Honestly, the setup was so simple on both Linux and Windows that I felt like something was wrong. They have two really informative blog posts about NAT traversal and how Tailscale works, which explain the nitty-gritty details. I had to run one single command (depends on your OS) to install the tailscale
CLI, and another to start the tailscaled
client. After authenticating with your OAuth provider (Google, GitHub, they have quite a few options), the devices showed up under my Tailscale network (tailnet) almost instantly. I was not required to mess with keys or firewall rules. Traffic between any two peers is cryptographically encrypted. With MagicDNS, I could set up also setup custom hostnames for the machines. They also provide a nice dashboard from which you can manage the devices that are currently part of your network.
Final Setup
While at home, I occasionally used to SSH into the desktop, so I already had the setup. I installed Tailscale on my laptop (running Windows 11 Home) and on my desktop (running openSUSE Tumbleweed with a GPU). Within minutes, I was able to SSH into my home setup over a secure WireGuard connection.
Tailscale also offers two options for exposing services. tailscale serve
allows services running on a local machine to be exposed only to other peer devices within the tailnet. For instance, when running a React application locally, using tailscale serve
makes it accessible to peer machines via the host's Tailscale name (remember, MagicDNS). The other option is tailscale funnel
, which creates a tunnel to expose internal services securely to the public internet.

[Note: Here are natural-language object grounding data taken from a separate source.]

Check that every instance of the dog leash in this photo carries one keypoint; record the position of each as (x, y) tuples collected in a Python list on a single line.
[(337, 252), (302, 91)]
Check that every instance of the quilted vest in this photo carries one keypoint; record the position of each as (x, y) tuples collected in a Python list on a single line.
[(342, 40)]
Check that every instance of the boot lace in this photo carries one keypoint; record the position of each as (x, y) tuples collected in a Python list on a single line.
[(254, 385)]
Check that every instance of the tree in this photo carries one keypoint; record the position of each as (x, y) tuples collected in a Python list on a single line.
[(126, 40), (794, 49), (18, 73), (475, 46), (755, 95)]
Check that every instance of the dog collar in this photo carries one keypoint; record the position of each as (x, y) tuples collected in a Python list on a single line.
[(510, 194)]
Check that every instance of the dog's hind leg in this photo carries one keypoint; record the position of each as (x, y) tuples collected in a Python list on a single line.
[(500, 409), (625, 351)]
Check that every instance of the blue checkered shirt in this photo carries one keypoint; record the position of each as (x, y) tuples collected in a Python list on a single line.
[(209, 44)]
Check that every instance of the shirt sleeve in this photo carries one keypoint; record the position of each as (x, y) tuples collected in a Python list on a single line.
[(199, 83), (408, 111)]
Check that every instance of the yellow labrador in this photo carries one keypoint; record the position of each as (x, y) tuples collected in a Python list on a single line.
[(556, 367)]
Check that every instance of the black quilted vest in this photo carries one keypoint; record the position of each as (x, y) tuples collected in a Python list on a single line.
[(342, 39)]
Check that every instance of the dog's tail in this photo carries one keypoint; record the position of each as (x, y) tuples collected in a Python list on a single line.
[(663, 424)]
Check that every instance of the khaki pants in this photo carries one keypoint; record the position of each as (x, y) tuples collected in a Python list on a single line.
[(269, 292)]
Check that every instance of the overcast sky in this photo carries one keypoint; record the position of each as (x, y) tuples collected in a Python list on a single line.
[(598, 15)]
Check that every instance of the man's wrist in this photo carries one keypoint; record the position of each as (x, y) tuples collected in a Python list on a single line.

I didn't try tailscale funnel
as my primary requirement was only to access the home machine from my laptop securely from within the tailnet.
I kept Tailscale running as a background service — it auto-connected to the tailnet on boot. I ran the backend server on my desktop, exposed it to peers using tailscale serve <port-number>
, and accessed it from my laptop using its tailnet hostname.
Concluding Notes
With this setup, my GPU system felt like it was right next to me. In a way, it was, due to the mesh topology between peers. The connection was fast, stable, and encrypted end-to-end. I could run the model in real time from our web app without any noticeable delay and honestly, it was surprisingly effortless compared to the complexity of traditional VPN setups.